I know that Julia has many options for solving PDEs, but it’s hard for me to figure out which methods are right for solving this kind of problem, especially since the choices made for the code I have were determined by constraints 20 years ago. Finite differences were too inaccurate and spectral methods took too long, but I don’t know if that’s changed. For example, MethodOfLines.jl says it can handle spherical Laplacians, but I can’t find further documentation on that. None of the packages I’ve looked at (MethodOfLines, Ferrite, Gridap) talk about coupled terms like the one I’m dealing with. I would greatly appreciate some direction from one of the fine linear algebra experts on this forum. Thank you!

In numerics this would typically be called a “spectral” method. (It’s not really “2d” in the sense that the number of spherical harmonics that you need is still determined by the 3d resolution, but you can get exponentially fast convergence with the number of harmonics.)

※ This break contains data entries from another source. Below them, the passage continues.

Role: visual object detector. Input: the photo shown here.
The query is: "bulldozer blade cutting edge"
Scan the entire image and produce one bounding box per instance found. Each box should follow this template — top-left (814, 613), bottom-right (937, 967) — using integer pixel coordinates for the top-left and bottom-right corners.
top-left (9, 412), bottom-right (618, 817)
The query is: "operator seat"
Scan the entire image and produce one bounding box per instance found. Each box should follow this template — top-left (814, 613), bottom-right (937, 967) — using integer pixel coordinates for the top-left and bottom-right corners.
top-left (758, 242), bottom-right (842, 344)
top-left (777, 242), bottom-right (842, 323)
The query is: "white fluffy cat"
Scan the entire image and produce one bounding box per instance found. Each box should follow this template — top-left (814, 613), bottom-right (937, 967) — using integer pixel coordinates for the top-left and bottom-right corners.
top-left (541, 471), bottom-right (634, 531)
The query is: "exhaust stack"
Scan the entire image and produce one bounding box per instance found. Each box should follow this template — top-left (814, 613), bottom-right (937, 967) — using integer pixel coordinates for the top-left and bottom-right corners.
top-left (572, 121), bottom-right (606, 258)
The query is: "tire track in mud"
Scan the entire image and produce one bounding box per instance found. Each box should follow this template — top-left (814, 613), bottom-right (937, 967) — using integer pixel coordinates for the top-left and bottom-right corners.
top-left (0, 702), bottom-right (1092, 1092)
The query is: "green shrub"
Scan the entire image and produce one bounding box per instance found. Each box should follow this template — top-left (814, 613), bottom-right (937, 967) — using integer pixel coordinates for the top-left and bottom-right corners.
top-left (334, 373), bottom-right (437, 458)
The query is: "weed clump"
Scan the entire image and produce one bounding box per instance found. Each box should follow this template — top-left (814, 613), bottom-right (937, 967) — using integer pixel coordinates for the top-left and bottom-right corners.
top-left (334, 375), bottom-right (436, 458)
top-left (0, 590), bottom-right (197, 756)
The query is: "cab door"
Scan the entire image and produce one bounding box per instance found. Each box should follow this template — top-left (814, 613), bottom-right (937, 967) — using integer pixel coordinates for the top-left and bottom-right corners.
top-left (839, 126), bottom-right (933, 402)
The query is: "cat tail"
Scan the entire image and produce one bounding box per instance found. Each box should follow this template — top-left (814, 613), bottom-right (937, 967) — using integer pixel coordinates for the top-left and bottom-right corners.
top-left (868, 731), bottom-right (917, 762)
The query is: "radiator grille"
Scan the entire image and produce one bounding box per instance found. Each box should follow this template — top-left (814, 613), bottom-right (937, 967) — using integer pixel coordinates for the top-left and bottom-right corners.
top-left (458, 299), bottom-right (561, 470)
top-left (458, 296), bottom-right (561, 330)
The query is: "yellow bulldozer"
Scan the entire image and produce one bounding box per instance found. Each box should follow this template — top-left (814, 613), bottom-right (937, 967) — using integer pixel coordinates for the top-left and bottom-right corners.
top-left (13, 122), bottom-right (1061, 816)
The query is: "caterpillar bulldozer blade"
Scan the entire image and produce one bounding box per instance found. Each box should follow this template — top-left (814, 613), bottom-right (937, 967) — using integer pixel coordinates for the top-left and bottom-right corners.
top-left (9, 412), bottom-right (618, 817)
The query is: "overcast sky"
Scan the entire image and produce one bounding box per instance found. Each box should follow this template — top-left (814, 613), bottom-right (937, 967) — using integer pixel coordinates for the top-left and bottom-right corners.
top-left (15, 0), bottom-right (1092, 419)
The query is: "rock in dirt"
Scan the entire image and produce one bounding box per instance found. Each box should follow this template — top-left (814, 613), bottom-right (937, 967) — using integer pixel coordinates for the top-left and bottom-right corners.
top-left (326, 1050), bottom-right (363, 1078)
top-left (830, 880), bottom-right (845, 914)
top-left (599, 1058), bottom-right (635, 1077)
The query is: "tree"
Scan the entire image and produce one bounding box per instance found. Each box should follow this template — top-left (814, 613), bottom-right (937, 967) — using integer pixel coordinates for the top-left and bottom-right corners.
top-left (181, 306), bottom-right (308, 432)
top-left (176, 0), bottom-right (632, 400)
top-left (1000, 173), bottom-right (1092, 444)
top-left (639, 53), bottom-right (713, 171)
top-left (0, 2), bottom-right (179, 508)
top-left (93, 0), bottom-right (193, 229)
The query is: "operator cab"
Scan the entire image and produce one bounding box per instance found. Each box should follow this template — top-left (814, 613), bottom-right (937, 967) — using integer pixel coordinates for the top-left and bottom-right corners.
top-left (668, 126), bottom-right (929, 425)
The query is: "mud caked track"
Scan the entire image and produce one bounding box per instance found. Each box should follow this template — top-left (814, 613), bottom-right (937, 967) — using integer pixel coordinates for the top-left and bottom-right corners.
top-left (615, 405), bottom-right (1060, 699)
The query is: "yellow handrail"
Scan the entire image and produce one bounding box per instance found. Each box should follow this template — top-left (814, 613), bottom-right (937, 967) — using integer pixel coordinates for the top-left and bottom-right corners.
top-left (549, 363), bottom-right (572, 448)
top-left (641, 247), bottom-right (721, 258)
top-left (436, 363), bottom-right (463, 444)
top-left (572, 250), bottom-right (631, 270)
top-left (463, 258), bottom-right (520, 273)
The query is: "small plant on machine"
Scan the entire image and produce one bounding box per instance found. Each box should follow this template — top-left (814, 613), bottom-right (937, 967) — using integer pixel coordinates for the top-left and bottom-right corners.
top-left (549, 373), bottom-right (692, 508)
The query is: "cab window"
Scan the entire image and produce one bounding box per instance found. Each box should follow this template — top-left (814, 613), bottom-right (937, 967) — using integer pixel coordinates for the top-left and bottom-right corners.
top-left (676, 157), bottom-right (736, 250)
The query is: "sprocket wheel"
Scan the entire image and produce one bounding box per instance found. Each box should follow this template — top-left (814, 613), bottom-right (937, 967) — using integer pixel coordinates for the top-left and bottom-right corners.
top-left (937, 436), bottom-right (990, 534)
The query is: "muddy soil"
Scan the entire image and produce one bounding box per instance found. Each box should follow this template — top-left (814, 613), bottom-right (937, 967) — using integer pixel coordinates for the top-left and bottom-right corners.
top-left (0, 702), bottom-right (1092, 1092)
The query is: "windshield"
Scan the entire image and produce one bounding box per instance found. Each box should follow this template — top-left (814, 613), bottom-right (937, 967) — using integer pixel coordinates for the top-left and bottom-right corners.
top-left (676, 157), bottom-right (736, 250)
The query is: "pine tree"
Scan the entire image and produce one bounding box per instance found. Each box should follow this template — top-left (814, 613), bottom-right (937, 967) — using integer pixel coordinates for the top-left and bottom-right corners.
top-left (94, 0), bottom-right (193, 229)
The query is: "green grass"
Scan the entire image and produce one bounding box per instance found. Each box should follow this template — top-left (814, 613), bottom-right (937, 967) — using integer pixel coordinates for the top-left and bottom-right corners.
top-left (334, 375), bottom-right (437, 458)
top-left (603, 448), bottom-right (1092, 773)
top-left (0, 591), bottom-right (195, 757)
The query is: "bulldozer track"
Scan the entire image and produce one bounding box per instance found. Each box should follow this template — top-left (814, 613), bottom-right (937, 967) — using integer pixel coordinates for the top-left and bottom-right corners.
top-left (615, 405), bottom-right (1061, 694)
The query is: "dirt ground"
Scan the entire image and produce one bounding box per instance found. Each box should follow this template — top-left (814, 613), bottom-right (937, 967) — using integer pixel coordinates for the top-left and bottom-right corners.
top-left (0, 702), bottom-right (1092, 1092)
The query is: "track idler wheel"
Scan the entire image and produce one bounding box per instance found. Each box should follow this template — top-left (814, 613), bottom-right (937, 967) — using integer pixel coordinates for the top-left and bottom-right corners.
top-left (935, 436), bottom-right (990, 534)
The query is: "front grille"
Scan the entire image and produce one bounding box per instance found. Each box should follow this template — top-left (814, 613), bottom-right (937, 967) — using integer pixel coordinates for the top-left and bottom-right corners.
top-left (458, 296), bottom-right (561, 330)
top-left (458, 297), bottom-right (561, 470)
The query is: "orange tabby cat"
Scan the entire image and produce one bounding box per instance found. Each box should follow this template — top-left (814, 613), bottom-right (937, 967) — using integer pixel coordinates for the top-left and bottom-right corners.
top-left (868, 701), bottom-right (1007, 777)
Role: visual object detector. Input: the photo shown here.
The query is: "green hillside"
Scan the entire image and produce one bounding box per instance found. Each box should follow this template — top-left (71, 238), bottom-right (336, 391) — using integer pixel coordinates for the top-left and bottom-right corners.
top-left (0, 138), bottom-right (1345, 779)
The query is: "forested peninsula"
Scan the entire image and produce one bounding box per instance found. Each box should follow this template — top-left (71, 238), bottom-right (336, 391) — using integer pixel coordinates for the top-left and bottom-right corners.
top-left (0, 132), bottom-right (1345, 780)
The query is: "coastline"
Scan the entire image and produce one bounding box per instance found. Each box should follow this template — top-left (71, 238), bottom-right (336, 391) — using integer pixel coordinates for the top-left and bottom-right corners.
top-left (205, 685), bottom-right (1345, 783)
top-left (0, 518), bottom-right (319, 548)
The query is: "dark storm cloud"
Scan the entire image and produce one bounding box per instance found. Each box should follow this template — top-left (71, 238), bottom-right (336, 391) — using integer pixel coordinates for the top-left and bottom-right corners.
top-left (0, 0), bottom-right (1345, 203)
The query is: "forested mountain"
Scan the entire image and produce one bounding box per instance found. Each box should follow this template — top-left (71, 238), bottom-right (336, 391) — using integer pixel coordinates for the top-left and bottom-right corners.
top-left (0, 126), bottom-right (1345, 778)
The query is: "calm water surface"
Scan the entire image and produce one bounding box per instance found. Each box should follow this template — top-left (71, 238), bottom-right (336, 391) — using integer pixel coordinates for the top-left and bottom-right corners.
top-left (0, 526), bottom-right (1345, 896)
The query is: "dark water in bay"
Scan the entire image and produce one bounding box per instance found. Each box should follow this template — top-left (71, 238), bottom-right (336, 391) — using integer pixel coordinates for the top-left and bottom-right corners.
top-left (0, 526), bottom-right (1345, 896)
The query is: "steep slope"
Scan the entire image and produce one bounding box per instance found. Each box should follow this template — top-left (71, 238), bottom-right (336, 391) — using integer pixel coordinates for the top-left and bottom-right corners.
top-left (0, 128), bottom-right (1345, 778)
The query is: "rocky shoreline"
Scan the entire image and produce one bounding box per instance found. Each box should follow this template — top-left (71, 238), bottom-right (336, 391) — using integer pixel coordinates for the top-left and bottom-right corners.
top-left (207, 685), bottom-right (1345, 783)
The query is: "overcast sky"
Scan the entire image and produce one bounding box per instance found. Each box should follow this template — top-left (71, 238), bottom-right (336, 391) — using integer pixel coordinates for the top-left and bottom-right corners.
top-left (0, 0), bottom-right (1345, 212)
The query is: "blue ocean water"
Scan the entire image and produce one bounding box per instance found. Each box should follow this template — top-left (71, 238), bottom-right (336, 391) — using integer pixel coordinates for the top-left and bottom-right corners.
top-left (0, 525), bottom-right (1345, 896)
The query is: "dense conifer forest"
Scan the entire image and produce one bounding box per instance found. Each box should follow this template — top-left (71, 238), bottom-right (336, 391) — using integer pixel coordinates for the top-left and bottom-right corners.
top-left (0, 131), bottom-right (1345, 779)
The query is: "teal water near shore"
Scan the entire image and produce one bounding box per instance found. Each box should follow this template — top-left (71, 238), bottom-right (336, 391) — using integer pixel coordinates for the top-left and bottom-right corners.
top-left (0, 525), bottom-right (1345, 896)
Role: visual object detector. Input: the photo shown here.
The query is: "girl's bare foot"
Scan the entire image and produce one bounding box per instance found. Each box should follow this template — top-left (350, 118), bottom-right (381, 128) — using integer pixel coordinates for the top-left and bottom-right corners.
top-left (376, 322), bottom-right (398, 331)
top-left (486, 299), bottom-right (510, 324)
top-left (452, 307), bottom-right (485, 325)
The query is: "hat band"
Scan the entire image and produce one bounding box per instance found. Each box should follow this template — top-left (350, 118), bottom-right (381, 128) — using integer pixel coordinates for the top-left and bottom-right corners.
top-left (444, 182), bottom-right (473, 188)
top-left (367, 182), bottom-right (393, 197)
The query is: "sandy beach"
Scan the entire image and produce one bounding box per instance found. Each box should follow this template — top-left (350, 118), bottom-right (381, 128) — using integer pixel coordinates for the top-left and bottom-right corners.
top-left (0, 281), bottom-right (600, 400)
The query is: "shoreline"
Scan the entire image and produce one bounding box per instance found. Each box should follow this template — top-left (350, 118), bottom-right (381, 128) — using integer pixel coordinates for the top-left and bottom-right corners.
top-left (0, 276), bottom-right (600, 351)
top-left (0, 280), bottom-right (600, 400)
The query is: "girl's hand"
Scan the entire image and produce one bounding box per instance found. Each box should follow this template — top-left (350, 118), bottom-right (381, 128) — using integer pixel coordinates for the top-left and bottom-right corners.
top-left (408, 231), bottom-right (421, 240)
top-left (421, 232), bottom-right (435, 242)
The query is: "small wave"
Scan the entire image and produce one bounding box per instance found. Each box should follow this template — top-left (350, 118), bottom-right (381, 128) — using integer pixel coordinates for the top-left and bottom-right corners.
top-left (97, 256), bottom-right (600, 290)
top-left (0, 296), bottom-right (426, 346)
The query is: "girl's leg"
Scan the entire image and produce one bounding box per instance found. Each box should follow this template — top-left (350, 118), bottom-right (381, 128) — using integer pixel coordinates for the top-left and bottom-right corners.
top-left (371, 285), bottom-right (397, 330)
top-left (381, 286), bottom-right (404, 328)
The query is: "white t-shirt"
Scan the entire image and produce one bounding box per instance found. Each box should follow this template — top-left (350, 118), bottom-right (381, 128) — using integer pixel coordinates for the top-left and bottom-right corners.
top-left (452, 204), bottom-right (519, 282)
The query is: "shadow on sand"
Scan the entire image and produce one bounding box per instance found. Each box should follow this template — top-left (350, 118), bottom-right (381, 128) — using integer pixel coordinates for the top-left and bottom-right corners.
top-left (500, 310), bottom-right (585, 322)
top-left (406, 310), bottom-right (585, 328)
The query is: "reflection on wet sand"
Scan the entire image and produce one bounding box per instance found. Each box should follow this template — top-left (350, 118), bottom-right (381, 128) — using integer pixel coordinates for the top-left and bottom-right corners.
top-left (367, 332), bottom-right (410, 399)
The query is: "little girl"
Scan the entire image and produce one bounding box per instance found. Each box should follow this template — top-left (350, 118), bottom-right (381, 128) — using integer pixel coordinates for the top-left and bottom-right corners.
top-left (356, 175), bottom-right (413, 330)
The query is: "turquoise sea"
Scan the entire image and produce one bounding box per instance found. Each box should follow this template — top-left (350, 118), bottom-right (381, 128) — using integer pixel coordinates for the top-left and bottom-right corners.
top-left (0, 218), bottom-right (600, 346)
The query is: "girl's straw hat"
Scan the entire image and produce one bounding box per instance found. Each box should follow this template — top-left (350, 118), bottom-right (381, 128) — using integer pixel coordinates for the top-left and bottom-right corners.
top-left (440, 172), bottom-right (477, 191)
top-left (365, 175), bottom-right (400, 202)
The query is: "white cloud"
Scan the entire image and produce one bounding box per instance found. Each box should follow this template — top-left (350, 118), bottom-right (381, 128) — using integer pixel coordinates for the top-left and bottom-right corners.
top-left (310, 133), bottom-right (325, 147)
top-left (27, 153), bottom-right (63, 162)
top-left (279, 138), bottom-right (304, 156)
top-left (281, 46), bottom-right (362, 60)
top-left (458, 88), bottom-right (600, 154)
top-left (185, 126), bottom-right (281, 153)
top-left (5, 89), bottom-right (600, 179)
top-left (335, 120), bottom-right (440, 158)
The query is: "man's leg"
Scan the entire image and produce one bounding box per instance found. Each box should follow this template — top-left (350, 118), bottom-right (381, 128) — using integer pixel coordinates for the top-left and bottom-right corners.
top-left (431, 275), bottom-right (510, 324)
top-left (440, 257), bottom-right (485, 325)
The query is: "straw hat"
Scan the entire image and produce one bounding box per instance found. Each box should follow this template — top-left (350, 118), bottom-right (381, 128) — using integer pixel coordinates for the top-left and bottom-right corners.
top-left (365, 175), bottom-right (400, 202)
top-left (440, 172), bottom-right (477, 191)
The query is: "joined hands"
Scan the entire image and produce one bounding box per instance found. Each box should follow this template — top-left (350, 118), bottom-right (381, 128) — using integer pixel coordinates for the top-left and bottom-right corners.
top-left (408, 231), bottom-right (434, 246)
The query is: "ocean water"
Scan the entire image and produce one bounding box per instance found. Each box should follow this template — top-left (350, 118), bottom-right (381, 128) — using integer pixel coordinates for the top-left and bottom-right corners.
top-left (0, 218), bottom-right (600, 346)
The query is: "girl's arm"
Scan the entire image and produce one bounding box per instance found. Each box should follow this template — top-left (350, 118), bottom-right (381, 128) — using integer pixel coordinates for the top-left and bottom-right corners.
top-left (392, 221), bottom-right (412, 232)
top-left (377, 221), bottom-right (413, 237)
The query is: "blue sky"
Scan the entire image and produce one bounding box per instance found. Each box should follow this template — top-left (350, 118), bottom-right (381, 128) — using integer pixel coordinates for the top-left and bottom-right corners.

My understanding is that “imaginary time evolution” like this has mostly been superseded by implicitly restarted Lanczos, LOBPCG, and similar Krylov-type methods.

You can still use this in a Krylov method in order to do your matrix–vector multiplications. There are packages like FastSphericalHarmonics.jl which can help.

The method of “partial waves” is a spectral method.

Thank you for the suggestions! With the current code, 6 partial waves is enough for convergence to the ground state, so that tracks with what you’re saying.

Also, my fault for not proofreading/checking my sources thoroughly enough—I meant to say global spectral methods were considered too computationally demanding relative to the level of resolution needed, hence the use of finite elements (in this case, spanned by Legendre polynomials, so the grid points correspond to the roots of the polynomials for easy quadrature). I do think part of the difficulty is that I never had a proper class on linear algebra or PDE solving, so I’m very much picking things up as I go.

That sounds like a pseudo-spectral collocation method? i.e. you use a spectral basis for the unknowns, and you enforce the equations at a grid of sample points, carefully chosen (usually related roots of the spectral basis or its derivatives).

That sounds right, though I haven’t encountered that exact phrasing before.

Some years ago I did something here:

which is the Julia version of the fortran code used in

maybe there is something useful there, if not, apologies for the noise.

Edit: There is not a a lot of documentation or even a proper README, but it works, maybe I should bring this back to life :D.